Sietta – born from a love for soul and pulsating beats and production; bred from the madness of the Darwin heat.

Vocalist Caiti Baker and producer/instrumentalist James Mangohig both come from strong musical backgrounds; the former being raised on the blues via her musician father, the latter growing up surrounded by gospel. Both Caiti and James spent years honing their talents before coming across each other in the mid-2000s.

Their debut EP, The Come Back Easy Play, brought them to the attention of Elefant Traks, who signed them in 2011. The release was also the beginning of a strong and continued relationship with ARIA-nominated and APRA Award- winning producer Count Bounce.

This was followed by the debut album The Seventh Passenger. The album spawned radio singles in ‘What Am I Supposed to Do?’, ‘No Longer Hurt’ and a fruitful year of touring through 2012 and 2013, supporting the likes of Hermitude, Jessica Mauboy and even Paul Kelly. Their exploration of soul, blues, hip-hop and electronica brought this twosome from the apparent dust bowl of the Top End to the attention of national audiences, though strong live performances
and national radio play. They also brought awareness to a wider audience of the strong artistic community in Darwin—who they remain passionate advocates for.

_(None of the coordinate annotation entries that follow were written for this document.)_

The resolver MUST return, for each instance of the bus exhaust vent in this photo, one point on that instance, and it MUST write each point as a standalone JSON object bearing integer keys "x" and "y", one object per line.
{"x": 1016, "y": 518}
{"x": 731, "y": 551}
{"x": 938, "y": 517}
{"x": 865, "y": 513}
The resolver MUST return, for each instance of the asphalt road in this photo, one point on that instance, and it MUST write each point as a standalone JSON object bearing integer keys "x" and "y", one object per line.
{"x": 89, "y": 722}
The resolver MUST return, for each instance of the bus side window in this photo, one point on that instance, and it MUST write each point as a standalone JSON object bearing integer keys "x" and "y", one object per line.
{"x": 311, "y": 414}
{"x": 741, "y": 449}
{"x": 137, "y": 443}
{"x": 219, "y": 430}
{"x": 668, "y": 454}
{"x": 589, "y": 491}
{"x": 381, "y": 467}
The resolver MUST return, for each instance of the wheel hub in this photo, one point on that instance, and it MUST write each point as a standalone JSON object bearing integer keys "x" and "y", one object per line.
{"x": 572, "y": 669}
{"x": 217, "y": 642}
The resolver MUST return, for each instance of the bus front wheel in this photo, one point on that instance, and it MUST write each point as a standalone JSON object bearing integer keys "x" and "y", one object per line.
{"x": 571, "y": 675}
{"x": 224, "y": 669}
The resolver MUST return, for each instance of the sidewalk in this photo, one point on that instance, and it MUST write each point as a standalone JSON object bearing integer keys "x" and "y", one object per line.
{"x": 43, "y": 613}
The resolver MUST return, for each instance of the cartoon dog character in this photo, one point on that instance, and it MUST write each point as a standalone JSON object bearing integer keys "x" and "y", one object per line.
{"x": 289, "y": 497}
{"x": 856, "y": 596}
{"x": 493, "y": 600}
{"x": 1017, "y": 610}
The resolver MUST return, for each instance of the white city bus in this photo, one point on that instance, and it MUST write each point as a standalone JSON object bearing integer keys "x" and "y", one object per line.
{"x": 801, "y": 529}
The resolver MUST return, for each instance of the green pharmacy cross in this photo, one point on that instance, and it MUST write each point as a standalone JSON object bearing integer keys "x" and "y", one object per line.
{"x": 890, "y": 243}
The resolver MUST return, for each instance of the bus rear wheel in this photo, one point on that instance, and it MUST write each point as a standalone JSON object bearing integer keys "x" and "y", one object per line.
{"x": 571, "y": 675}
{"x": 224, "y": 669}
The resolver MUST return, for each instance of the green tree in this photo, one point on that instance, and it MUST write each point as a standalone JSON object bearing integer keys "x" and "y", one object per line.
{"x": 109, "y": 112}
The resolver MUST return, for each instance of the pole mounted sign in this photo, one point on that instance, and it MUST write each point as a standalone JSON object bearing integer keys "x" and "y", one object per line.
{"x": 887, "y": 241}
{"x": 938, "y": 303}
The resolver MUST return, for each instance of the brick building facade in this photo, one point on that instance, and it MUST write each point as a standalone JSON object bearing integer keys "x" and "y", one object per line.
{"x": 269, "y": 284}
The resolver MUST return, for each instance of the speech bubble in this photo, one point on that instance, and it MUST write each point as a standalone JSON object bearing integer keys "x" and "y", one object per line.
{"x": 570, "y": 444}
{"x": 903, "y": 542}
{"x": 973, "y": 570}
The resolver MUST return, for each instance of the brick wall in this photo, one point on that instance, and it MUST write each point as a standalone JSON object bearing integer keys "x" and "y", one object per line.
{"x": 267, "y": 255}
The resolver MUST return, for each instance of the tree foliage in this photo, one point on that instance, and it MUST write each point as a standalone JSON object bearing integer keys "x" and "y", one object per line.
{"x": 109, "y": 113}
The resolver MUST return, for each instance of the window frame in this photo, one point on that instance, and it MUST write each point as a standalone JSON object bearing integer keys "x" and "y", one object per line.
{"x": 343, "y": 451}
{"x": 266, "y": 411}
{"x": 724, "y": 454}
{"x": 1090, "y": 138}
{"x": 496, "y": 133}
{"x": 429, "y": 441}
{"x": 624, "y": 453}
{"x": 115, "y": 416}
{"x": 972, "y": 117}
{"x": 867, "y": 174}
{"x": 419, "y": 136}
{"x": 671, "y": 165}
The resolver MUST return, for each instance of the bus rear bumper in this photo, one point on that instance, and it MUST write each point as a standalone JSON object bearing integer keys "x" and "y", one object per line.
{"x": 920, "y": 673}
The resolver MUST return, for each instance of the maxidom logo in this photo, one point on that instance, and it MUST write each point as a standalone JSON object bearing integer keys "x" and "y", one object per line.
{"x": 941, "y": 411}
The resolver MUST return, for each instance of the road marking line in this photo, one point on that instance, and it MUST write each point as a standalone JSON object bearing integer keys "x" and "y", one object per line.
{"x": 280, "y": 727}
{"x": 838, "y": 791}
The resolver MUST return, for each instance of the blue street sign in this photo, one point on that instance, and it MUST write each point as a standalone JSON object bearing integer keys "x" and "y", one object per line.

Their live shows are a fusion of live vocals infusing the futuristic atmosphere
of programmed beats, and whether it’s a gig at The Vanguard in Sydney, or a showcase in the UK’s Liverpool Sound City, Caiti and James always push the powers of technology and the human voice to their full extent. They also know how to pull the songs back to their essence—as demonstrated in their acoustic EP The Dark Passenger—which featured stripped-back reworkings of select songs from the album.

The Invisible River is Sietta’s stunning second record. It’s a maturation of the foundations laid on their debut. Still present is the marriage of powerful lyrics and entrancing musical arrangements—but infused with a strength of character and class that marks it as an album for the ages.